As the holidays are here and going by, there is definitely an emotional roller coaster going on in my system. Thanksgiving has passed and it was my second one as a mom. Everyone knows you expect to have the greatest time with whomever you will spend it with and eat lots of food and really think about what you are grateful for, although it should be done every day of the year. Overall, in my eyes thanksgiving is suppose to be great and I expected it to be so, considering last year Jayden was so small he didn’t interact with my family but now that has 1, walking, talking, and eating on his own he would have a good time and so would I.

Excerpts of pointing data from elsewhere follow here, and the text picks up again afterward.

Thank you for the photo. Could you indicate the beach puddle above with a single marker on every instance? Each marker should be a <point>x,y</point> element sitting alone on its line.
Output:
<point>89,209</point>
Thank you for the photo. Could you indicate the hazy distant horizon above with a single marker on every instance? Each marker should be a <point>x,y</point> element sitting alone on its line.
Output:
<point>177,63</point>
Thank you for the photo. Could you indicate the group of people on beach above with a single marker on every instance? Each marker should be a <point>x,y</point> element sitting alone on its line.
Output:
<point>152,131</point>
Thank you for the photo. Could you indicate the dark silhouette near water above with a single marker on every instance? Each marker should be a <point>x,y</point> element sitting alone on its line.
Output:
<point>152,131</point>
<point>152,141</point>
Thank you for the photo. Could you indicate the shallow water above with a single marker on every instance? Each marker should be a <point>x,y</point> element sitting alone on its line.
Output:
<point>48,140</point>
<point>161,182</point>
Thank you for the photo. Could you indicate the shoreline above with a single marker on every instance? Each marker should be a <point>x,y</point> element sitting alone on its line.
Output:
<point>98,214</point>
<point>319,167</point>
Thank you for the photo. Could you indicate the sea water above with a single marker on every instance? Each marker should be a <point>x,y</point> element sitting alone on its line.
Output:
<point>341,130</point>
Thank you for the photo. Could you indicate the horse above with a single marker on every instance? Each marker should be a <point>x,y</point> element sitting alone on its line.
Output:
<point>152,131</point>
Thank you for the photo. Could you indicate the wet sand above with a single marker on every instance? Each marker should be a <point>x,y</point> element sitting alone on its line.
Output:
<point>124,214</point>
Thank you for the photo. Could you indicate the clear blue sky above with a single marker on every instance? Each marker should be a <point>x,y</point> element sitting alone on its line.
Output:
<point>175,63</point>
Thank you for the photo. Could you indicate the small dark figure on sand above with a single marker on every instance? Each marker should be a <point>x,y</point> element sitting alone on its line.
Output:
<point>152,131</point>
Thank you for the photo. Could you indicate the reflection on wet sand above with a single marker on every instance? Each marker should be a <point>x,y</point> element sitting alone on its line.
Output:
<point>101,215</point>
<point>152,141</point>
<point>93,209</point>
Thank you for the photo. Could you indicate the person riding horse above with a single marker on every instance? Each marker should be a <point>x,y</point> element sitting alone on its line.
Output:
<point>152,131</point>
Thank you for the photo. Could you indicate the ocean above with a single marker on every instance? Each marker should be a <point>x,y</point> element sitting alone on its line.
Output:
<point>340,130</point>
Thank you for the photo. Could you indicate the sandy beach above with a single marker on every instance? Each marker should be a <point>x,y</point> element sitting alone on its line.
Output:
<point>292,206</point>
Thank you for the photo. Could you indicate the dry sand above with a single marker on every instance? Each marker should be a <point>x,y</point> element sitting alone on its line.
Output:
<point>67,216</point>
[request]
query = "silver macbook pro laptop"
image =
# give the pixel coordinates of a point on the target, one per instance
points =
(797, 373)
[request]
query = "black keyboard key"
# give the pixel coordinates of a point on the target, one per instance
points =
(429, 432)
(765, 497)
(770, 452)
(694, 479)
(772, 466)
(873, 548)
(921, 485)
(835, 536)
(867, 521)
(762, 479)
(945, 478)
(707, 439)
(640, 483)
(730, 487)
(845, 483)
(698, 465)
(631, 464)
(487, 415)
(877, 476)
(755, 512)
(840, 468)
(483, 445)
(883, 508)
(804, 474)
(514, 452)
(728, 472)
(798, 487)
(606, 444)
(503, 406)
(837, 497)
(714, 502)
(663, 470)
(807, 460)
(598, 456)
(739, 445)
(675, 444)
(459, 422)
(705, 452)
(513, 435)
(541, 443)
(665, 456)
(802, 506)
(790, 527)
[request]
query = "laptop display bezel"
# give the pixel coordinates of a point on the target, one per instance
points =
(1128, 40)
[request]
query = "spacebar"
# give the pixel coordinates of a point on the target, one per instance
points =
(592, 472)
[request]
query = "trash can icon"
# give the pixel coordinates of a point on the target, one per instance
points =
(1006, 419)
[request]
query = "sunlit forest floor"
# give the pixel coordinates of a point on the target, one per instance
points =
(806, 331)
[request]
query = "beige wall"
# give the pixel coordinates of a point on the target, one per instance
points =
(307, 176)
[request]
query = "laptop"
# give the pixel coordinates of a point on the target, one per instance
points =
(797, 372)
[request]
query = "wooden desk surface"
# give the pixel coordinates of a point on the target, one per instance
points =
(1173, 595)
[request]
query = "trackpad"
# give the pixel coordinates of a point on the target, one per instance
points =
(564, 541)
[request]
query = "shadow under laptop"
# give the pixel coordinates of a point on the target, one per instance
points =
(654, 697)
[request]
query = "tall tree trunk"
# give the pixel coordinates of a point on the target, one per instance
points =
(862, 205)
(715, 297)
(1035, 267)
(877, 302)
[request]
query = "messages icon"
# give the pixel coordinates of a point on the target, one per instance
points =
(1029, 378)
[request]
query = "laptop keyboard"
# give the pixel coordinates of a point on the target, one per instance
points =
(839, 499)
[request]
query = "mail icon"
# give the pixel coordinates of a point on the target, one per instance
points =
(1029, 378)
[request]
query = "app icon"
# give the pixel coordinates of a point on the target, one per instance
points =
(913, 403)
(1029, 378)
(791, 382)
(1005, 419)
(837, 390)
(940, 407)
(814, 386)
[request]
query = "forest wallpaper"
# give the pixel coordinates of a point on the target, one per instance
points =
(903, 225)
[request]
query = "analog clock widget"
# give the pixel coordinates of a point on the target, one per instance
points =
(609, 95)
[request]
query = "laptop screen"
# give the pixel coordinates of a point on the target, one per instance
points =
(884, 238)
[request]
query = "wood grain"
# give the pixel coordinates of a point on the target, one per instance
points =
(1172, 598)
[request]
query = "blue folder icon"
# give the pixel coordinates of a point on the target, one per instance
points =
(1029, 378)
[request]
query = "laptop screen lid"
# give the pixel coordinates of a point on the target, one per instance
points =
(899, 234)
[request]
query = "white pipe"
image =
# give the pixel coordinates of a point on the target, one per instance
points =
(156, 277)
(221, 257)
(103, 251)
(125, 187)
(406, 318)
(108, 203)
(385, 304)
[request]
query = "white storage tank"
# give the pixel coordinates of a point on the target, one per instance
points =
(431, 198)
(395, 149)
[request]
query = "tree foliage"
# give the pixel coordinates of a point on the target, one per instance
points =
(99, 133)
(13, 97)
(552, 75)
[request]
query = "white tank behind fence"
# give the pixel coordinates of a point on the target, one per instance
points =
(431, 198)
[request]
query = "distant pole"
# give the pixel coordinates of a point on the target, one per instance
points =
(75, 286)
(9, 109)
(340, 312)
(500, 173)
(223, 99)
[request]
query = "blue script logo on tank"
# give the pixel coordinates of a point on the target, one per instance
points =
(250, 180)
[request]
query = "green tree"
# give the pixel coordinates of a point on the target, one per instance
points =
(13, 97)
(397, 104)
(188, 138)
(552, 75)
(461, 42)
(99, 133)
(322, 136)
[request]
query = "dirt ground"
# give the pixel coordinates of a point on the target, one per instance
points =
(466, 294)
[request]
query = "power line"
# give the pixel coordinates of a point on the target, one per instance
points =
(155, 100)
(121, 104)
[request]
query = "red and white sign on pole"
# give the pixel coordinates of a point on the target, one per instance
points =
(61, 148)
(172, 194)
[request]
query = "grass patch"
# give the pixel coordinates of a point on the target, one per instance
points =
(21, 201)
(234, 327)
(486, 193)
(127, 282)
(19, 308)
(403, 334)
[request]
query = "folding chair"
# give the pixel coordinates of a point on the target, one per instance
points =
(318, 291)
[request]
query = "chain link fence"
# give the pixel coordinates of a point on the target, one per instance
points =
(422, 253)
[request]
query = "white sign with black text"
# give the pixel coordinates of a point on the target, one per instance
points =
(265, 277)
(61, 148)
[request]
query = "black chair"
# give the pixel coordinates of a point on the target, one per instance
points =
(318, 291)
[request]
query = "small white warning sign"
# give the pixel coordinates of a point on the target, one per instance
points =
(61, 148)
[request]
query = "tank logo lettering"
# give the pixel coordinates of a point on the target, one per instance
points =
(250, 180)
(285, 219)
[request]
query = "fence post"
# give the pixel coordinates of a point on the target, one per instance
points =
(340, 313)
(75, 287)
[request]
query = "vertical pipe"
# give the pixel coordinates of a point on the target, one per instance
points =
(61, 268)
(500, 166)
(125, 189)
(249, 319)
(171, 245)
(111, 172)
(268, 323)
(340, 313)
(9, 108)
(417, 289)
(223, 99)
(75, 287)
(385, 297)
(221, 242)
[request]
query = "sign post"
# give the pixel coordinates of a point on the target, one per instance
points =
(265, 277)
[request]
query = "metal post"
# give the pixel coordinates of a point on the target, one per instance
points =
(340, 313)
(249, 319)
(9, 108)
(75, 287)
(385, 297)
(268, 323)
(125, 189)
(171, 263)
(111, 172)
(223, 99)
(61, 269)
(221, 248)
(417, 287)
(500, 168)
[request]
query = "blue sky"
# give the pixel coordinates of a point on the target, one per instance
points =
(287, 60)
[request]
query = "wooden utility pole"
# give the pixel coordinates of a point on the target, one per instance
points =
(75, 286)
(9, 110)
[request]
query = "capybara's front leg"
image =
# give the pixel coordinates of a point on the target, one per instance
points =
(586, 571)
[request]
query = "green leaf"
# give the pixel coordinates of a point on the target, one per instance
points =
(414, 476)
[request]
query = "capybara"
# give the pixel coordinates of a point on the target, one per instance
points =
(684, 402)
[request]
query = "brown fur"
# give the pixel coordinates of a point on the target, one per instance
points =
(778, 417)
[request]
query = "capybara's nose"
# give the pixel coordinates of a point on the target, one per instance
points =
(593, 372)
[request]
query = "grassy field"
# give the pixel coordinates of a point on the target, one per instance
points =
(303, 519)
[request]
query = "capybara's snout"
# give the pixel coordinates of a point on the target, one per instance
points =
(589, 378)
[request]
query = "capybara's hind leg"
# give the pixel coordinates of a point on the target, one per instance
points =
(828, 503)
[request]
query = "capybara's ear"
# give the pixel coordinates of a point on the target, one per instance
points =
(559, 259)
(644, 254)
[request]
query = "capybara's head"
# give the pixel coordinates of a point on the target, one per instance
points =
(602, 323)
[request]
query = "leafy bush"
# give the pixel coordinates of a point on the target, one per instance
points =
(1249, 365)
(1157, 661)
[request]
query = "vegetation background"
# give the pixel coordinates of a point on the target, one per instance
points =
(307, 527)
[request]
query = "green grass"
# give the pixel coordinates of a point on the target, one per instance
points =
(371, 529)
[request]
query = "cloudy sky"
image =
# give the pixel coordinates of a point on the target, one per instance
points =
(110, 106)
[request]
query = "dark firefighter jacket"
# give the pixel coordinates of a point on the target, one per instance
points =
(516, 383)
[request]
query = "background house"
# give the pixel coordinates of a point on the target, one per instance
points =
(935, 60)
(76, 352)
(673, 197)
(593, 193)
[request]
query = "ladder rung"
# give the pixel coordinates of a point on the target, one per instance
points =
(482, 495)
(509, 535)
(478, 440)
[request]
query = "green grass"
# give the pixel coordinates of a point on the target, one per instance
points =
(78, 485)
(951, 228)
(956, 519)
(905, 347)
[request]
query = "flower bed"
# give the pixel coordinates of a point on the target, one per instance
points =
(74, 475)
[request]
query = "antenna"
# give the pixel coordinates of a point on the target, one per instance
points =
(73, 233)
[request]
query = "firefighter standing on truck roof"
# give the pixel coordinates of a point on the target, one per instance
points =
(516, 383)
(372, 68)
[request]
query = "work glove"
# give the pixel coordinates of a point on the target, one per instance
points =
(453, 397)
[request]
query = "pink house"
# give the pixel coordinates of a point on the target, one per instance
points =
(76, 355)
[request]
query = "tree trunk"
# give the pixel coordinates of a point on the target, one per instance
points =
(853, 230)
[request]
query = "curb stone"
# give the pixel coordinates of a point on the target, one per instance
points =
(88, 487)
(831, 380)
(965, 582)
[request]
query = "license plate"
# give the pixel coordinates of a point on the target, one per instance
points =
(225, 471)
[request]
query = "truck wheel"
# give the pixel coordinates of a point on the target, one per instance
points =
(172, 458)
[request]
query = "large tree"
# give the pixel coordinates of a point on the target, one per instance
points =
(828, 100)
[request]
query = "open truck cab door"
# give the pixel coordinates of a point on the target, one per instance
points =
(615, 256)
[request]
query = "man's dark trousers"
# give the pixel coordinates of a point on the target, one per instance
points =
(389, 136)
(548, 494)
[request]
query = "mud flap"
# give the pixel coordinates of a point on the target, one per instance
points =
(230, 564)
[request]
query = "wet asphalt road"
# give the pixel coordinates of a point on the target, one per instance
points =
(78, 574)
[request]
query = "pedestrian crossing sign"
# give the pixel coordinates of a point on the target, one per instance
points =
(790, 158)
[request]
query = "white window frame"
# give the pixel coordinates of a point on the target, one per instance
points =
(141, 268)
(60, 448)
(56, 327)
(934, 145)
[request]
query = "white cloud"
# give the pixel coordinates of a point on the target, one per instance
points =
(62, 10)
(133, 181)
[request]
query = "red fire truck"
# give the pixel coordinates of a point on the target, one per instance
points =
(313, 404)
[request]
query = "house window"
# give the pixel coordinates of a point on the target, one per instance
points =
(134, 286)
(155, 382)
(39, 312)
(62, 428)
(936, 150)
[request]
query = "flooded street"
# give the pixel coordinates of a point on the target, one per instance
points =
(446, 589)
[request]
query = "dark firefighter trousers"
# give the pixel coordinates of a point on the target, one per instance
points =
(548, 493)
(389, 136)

Unfortunately I put my hopes up a little too high and it turning out to be not so well made me crash into this emotional sadness hole that has lasted and makes me not want to celebrate anything else this year. My son was really sick and teething. It made him extra attached to me and being around so many people he probably didn’t recognize made it worse. His crying made me very aggravated but not as much as how my family’s comments did. all I heard the whole night was “well you decided to have a kid so young right, so carry him because he’s not going to stop crying ad he’s your responsibility” and “you have to deal with things your cousins don’t have to deal with” and “you can’t go black Friday shopping because you can’t take him out in the cold” and “oh maybe he’s hungry feed him, get him milk, why isn’t he drinking milk, you don’t take care of him right…” etc, etc.
They don’t realize that being a young parent I face enough shame as it is, and that at least this one day of the year they should be considerate and not throw things in my face. They don’t know my life and the struggles I face, why bring it to the table on a day that family is supposing loving towards one another. As a result of this night, I’d rather spend my holidays alone with my son and/or with those who can sit down with me and relate to my life. Maybe it’s that I am still stuck on how things were every year and got use to it, it made my holiday so horrible. It’s up to me to make myself happy around these times of year and be there for myself because expecting others to be there for you will make you feel bad in the end when there aren’t results you were looking for.
Honestly, I don’t know how many people can relate to situations like these but my overall message to other young parents is that no matter what you, deserve to have a great times just as anyone else and don’t let anyone tell you otherwise just because you have a kid.